Where ordinary Julia and Mandelbrot sets only take into account whether the series created by the iterated function tends towards infinity (diverges) or not, fractal orbits instead uses another image as input, and checks whether the complex number series generated by the function hits a (non-transparent) pixel in the source image. This allows for some very fascinating ‘fractalization’ of existing images.

A fractal orbit showing a highly non-linear transformation of a Mondrian picture.

Subblue suggests starting out using Ernst Haeckel beautiful illustrations from the book Artforms of Nature, and he has put up a small gallery with some great examples:

An example of an orbit mapped Ernst Haeckel image.

To try out Subblue’s filter, download the Pixel Blender SDK and load his kernel filter and an input image of choice. It is necessary to uncheck the “Build | Turn On Flash Player Warnings and Errors” menu item in order to start the plugin. On my computer I also often experience that the Pixel Blender SDK is unable to detect and initialize my GPU – it sometimes help to close other programs and restart the application. The filter executes extremely fast on the GPU – often with more than 100 frames per second, making it easy to interactively explore and discover the fractals.

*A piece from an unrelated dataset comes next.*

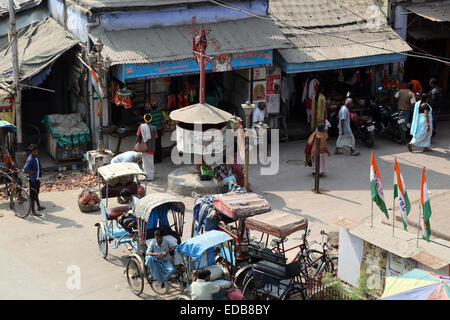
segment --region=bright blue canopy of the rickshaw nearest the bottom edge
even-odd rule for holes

As I final note, I implemented a fractal drawings routine myself in Structure Synth (version 1.0) just for fun. It is implemented as a hidden easter egg, and not documented at all, but the code belows shows an example of how to invoke it:

Size: 800x800
MaxIter: 150
Term: (-0.2,0)
Term: 1*Z^1.5
BreakOut: 2
View: (-0.0,0.2) -> (0.7,0.9)

Arguable, this code is not very optimized (it is possible to add an unlimited number of terms, making the function evaluation somewhat slow), but still it takes seconds to calculate an image making it more than a hundred times slower than the Pixel Blender GPU solution.